A raft of laws at the state level has given tenants new tools to fight eviction. But when it comes to the broader housing crisis, most elected leaders have done little more than kick the can down the road.

By Sam Russek, Dissent

For a few months in 2020, it seemed like the CDC eviction moratorium had ushered in a new public understanding of property relations in the United States: rent payments could simply pause, and for a time people unable to make rent could avoid homelessness. While justices of the peace in much of the country found wiggle room in the CDC order, evicting as they saw fit, places like New York held firm. Albany passed a throng of its own protections between April 2020 and January 2021, and over 200,000 evictions in New York City were stalled. But on January 15 of this year, the last of those protections expired as rent skyrocketed across the country, wages fell even further behind inflation, and COVID-19 emergency relief programs ran on empty. In response to these deeper problems, most elected leaders have done little more than kick the can down the road.

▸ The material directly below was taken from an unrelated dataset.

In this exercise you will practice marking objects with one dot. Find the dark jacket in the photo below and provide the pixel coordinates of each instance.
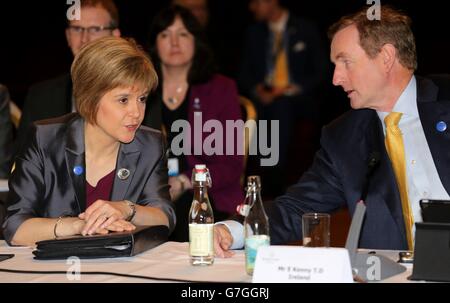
(45, 185)
(306, 57)
(48, 99)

several thousand tenants along with city council & state assembly members staged a march across the Brooklyn Bridge for affordable housing.

Take New York City’s 2017 Right To Counsel (RTC) law: Following a wave of activism in coalition with the Democratic Socialists of America (DSA), the city became the first in the country to legally require courts to offer tenants (with incomes under 200 percent of the state’s poverty line) an attorney when facing eviction. It was, at first, a success. Evictions decreased by 41 percent from 2013 to 2019, and between 2020 and 2021 84 percent of tenants represented by RTC attorneys remained housed. The rollout was initially staggered by Zip Code. But the pandemic impelled lawmakers to make the program citywide to meet increased need, and in doing so exposed its Achilles’ heel: there simply aren’t enough lawyers to go around.

In early May, the nine paralegals at RiseBoro Community Partnership, an RTC legal aid group operating in Brooklyn, were each juggling around sixty eviction cases. Some of those cases, one paralegal told me, had become more about buying time—for the tenant to apply for rental assistance or locate a new apartment, or for their children to finish out the school year before being displaced—than winning outright in court. With nearly 200,000 evictions backlogged, and around 7,000 additional cases filed each month in New York since protections were was lifted, time is scarce. In March and April, some legal aid organizations announced that they had to limit the number of cases they could manage or stop accepting new cases altogether. They pled for the courts to slow down. The courts refused, and now more and more tenants are facing a judge on their own.